Example Function Call Chapter Description
max(array) 3.3 Returns the maximum value of an array.
min(array) 3.3 Returns the minimum value of an array.
sum(array) 3.3 Returns the sum of the values in an array.
abs(num), np.abs(array) 3.3 Take the absolute value of number or each number in an array.
round(num), np.round(array) 3.3 Round number or array of numbers to the nearest integer.
len(array) 3.3 Returns the length (number of elements) of an array.
make_array(val1, val2, ...) 4.4 Makes a numpy array with the values passed in. Values must be the same data type.
np.average(array), np.mean(array) 4.4 Returns the average of the values in an array.
np.diff(array) 4.4 Returns a new array of size len(array)-1 with elements equal to the difference between adjacent elements; val_2 - val_1, val_3 - val_2, etc.

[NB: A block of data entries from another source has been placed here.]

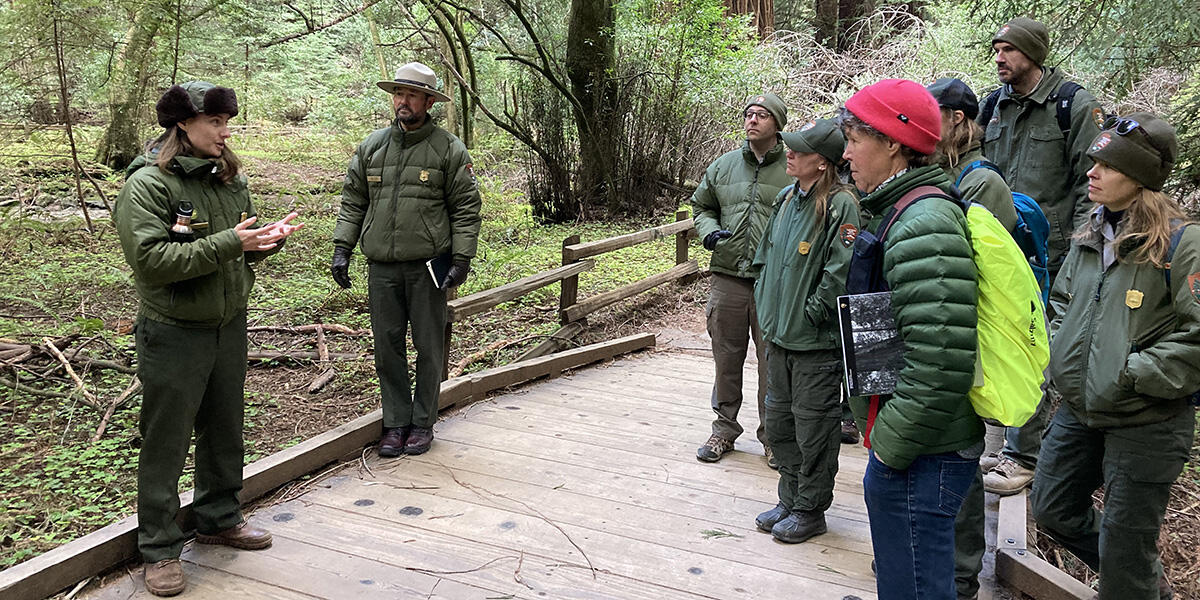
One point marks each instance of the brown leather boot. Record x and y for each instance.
(165, 577)
(419, 441)
(243, 535)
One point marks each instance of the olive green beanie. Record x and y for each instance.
(1029, 36)
(773, 103)
(1140, 145)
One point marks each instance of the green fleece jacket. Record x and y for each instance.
(929, 268)
(1023, 137)
(737, 193)
(1125, 348)
(409, 196)
(803, 264)
(201, 283)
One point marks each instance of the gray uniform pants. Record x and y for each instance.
(402, 294)
(192, 379)
(804, 424)
(1137, 467)
(732, 321)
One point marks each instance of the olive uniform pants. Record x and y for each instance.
(732, 321)
(402, 294)
(192, 379)
(1137, 467)
(804, 424)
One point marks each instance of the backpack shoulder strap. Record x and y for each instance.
(1063, 97)
(989, 107)
(983, 163)
(1176, 235)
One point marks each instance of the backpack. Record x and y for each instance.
(1013, 349)
(1062, 100)
(1031, 232)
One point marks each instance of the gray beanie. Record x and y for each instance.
(1140, 145)
(1029, 36)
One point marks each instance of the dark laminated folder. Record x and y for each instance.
(871, 349)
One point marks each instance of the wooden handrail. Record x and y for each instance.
(480, 301)
(591, 249)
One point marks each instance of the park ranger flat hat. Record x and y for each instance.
(418, 77)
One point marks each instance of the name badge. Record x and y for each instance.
(1133, 298)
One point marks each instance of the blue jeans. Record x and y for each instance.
(912, 523)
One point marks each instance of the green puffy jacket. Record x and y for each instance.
(409, 196)
(204, 282)
(737, 193)
(1024, 138)
(803, 270)
(984, 186)
(929, 268)
(1125, 349)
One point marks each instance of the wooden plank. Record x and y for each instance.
(579, 251)
(615, 295)
(76, 561)
(479, 383)
(480, 301)
(1020, 570)
(707, 576)
(557, 341)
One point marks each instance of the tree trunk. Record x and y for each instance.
(589, 61)
(130, 85)
(762, 13)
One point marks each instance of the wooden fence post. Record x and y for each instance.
(570, 286)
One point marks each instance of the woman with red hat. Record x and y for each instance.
(924, 437)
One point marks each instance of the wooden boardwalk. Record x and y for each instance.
(585, 486)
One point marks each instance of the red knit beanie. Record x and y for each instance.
(900, 109)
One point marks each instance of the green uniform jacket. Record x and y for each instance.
(409, 196)
(929, 267)
(1126, 349)
(203, 283)
(1024, 139)
(803, 265)
(737, 193)
(984, 186)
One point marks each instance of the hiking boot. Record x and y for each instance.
(799, 526)
(165, 577)
(714, 449)
(1007, 478)
(241, 535)
(849, 431)
(767, 520)
(419, 441)
(989, 461)
(391, 444)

np.sqrt(array) 4.4 Returns an array with the square root of each element
np.arange(start, stop, step)
np.arange(start, stop)
np.arange(stop)
4.5 An array of numbers starting with start, going up in increments of step, and going up to but excluding stop. When start and/or step are left out, default values are used in their place. Default step is 1; default start is 0.
array.item(index) 4.6 Returns the i-th item in an array (remember Python indices start at 0!)
np.random.choice(array, n)
np.random.choice(array)
8 An array of items selected at random with replacement from an array. Default number of items is 1 if n is not specified.
np.count_nonzero(array) 8 Counts the number of non-zero (or True) elements in an array.
np.append(array, item) 8.2 Returns a copy of the input array with item (must be the same type as the other entries in the array) appended to the end.
percentile(percentile, array) 11.1 Returns the item at the corresponding percentile of an array.